Think about Gaza. In 2023, while the world watched in horror, something else moved beneath the rubble. Gaza, long portrayed as poor and dependent, sits on rich offshore gas reserves. But Palestinians have never had real control over them. Deals were made—with British companies, with Israeli conditions, with foreign hands—but never with Gaza itself. And when economic pressure failed and resistance held, the narrative shifted: terror, security, retaliation. Then came the force. In a moment of global energy crisis, Gaza’s gas mattered again. This wasn’t just war. It was extraction—without consent, without sovereignty.
The book is not perfect. It is shaped by the personal guilt of the author, whose perspective as a former “economic hit man” is at times self-centered. Still, the structural pattern it reveals aligns with decades of postcolonial (“if we can even call it that while colonization is still ongoing”) and economic critique. It confirms what many in the Global South have long argued: that underdevelopment is not a natural condition, but the product of external manipulation.
As I read, I kept thinking about the systems I tried to understand, each time a new report on Al Jazeera News came talking about the refugee crisis, or the poor conditions of third-world countries.
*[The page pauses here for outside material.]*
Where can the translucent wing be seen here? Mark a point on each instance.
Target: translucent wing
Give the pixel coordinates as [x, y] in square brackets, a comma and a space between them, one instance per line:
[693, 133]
It came with every question I asked about how people could suffer so deeply simply for being born in the “wrong” place and time. And then I started seeing it more clearly: the geopolitics of extraction. The role of multinational corporations. The way development is explained through numbers that often hide more than they reveal. I thought about how hard it is to talk about all this with people who’ve only seen empire as something civilizing or good. How words like “growth” and “stability” are used to disguise control.
What I learned broke something open. The world isn’t broken. It was built this way. Intentionally. Precisely. Systematically.
The clarity I gained was not comfortable. It rarely is. But it did affirm something essential: that the chaos and inequality we witness are indeed not accidents but part of a broader logic, a system maintained by those who benefit from it, and enforced through institutions that present themselves as neutral.
Understanding this is not enough. But it is necessary. Because without it, we risk mistaking symptoms for causes. We risk believing the narrative that some countries simply failed, that some peoples are perpetually in crisis, that some lives are less valuable than others.
This is what I return to now. Not only the desire to know, but the responsibility that comes after. To look beyond the surface. To make visible what was always meant to remain hidden. Not for the sake of knowledge alone, but because clarity, real clarity, disrupts. And from the disruption, there may still come the possibility of justice. If this is the part they allowed us to know, what’s still hidden?